On 7/2/10, James Howison james@howison.name wrote:
Hi all,
I'm working on a study for which I'd like to know more about editors' watchlisting practices. Of course what I'd really like is to know who had what page on their watchlist when, but I understand the obvious privacy issues there. I assume those issues explain why that information is not (AFAIK) available in dumps etc.
I have read some great qualitative pieces which discuss watchlisting [e.g. 1], which are very helpful (please don't hesitate to suggest others), but haven't seen quantitative data, which our study calls for.
Failing exact data, what do we know about the distribution of practices of watchlisting?

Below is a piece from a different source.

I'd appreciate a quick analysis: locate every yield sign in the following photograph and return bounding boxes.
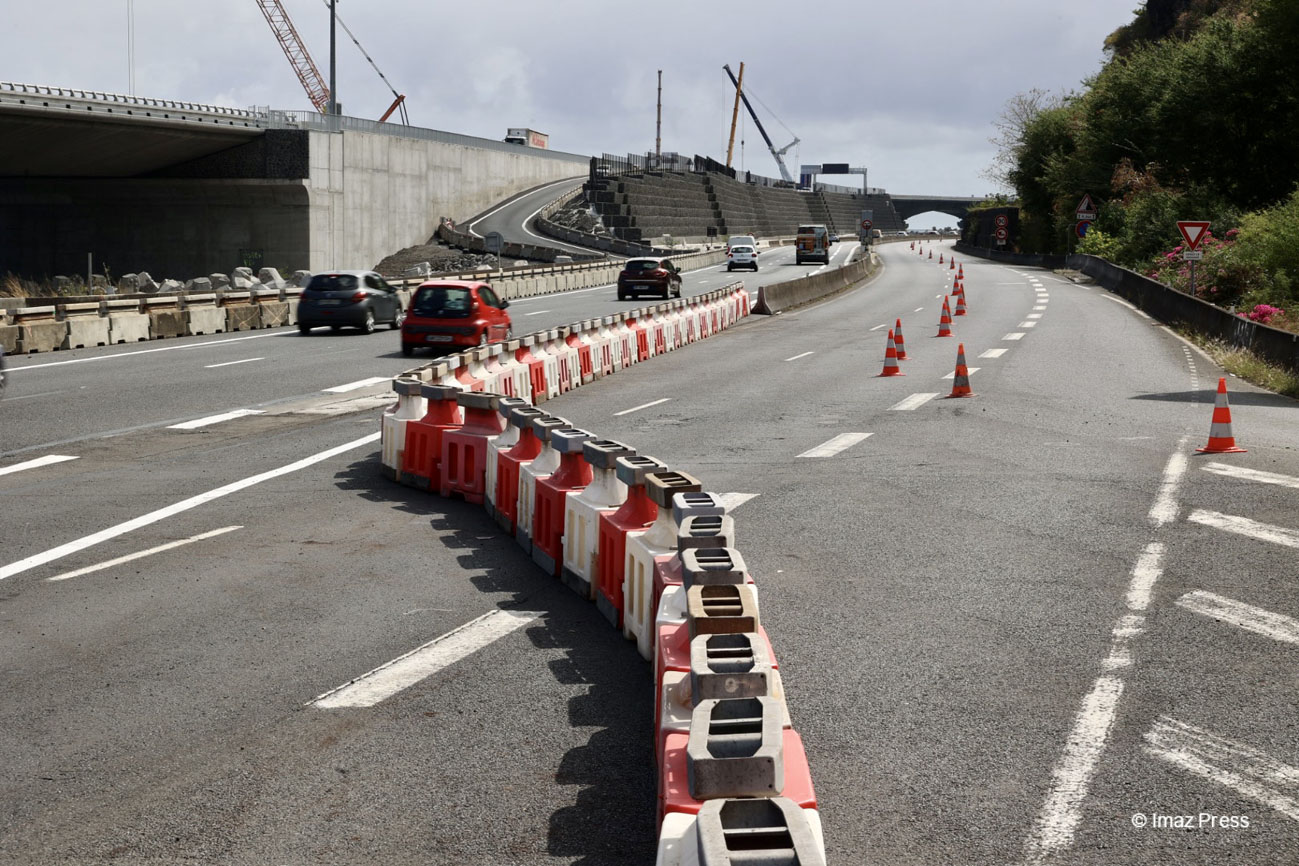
[1177,219,1209,249]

Currently my plan is to assume that anyone who has edited an article in the past 6 months has it on their watchlist. Obviously a very corse assumption.

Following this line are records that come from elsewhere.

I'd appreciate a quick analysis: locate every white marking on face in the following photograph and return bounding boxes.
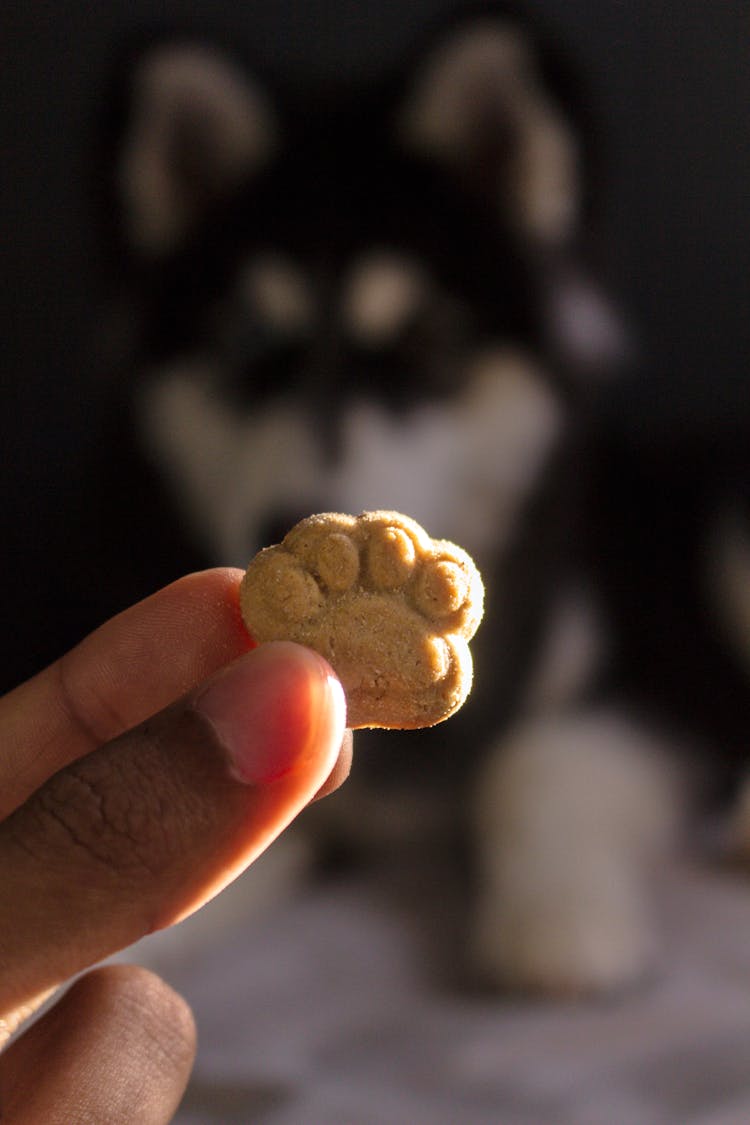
[141,366,324,567]
[342,253,428,345]
[118,45,275,254]
[401,23,580,242]
[143,351,563,566]
[333,350,562,565]
[240,255,315,332]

A better assumption is that a page is on user A's watchlist if they edit the page within 10 mins of another user editing the page.
Also worth considering is the public watchlists which are created using the "related changes" feature. e.g. I have a separate watchlist for pages I create, as this is publicly information anyway:
https://secure.wikimedia.org/wikipedia/en/wiki/Special:RecentChangesLinked/U...
wrt to the watchlist, it is only possible to know which pages are on a watchlist as of _now_, so the data would need to be snapshotted periodically in order to analyse how an individual manages their watchlist, etc. I would love to know when I added a page to my watchlist, but the schema doesn't record this information.
http://www.mediawiki.org/wiki/Manual:Watchlist_table
There are quite a few watchlist related bugs, which may also give you some useful information about how users want to use their watchlist, and hints into how they are currently using it. ;-)
https://bugzilla.wikimedia.org/buglist.cgi?quicksearch=watchlist
-- John Vandenberg